We don’t go far and we’re on the old railroad bed (now a road).  I can see the river, not far away, and the road runs straight south.  The railroad bed also runs north from where we meet it, but it is unimproved and bushwhacky.  We head north first, to see where it used to cross the river.  It’s just a few yards and we dead-end at the river.  The water lies about four feet or so below us and Waldo wants to go down there.  I don’t need a swamp dog, so I hold him back.  There’s no clear abutment that used to support a bridge, just a few large rocks.  On the other side of the river, I see where the roadbed starts up again – still no abutment or evidence of bridge foundation.  We turn around and head south.

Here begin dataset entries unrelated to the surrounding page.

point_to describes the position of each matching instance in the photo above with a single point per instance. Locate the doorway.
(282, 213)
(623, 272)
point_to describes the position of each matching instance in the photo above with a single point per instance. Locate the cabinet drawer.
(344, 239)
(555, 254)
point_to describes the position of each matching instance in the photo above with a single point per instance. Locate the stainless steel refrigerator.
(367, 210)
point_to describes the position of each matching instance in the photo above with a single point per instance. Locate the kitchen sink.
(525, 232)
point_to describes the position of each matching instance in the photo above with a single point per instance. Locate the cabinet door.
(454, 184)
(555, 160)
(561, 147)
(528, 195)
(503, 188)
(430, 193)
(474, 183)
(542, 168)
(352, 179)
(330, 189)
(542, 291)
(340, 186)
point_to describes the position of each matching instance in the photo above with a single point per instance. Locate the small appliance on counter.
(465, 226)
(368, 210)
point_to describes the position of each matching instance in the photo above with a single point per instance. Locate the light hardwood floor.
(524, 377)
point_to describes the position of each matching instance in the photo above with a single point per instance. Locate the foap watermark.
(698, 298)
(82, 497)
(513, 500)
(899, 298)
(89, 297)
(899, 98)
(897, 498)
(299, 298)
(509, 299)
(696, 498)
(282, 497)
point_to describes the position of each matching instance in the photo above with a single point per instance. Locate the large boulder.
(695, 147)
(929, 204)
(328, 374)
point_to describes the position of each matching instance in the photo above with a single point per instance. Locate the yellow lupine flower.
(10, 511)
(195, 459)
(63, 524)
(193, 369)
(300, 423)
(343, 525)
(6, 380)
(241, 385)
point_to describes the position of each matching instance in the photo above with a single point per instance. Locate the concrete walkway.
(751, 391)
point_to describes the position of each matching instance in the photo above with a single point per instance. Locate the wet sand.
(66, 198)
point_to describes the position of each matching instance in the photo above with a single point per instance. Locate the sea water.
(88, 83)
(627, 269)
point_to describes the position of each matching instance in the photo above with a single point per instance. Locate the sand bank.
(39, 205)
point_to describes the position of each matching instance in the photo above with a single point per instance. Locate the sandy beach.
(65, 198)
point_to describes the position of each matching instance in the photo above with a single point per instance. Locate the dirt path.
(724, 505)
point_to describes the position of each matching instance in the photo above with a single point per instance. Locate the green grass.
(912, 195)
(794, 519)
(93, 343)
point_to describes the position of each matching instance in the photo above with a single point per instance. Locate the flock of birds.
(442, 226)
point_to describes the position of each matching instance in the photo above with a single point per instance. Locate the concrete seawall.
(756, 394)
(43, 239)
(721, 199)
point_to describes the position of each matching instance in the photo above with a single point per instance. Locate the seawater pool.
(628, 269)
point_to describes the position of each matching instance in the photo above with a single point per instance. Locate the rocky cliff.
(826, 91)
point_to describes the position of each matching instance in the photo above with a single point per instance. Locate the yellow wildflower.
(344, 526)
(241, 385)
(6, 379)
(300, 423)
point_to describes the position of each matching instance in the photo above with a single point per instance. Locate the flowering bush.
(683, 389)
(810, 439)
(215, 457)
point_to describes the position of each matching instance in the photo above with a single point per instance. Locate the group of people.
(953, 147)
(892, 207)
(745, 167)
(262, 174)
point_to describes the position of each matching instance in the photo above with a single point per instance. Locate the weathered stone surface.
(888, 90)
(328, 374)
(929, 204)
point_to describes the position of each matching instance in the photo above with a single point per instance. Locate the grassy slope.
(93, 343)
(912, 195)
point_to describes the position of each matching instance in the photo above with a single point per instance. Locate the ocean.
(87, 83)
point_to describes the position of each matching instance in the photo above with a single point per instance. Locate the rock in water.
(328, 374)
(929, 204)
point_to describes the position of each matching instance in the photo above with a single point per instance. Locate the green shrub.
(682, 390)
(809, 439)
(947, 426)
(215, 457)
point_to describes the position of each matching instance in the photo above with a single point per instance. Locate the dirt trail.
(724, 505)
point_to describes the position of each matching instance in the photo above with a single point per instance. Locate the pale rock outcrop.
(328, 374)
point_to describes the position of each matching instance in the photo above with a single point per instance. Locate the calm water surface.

The going is quick and easy.   Winter-prepped forest lies on each side of us and the river is close enough that I can see it through the brush.  After about 0.8 miles, there’s a fence that cuts across the road.  We’re on a dike that’s about six feet high and there is a trench on one side.  The fence is suspended above the trench a good four feet, so Waldo and I scramble down the steep sides of the dike, duck under the fence, then climb back onto the railroad bed.  Here, our path is not so well manicured, but it’s not grossly overgrown either, and it’s easy to navigate.  Off to my right, I can see a man operating a tractor, but he ignores us, so we do the same.

After about 0.1 miles, we get back to the river.  At my feet is a steep sloped river bank and on the other side of the river is the continuation of the railroad bed where Waldo and I explored a few days ago.  We head back to the car.

Right now, everything is clothed in late fall boney beige.  On the way back to the car, off to my right, through barren limbs, sticks and weed stems, I get a glimpse of people on the river.  I can’t tell if they’re in kayaks or canoes, but they’re paddling.   I wonder where they put into the water.  As I walk along, I imagine what it’s like in the spring and summer.  It must be beautiful, all decked out in leafy verdure and flowery color.  It’s a shame the rail trail isn’t extended through here.  My phone says this part of the railroad is 0.9 miles long.  Except for the guy on the tractor and the people on the river, we see no one else.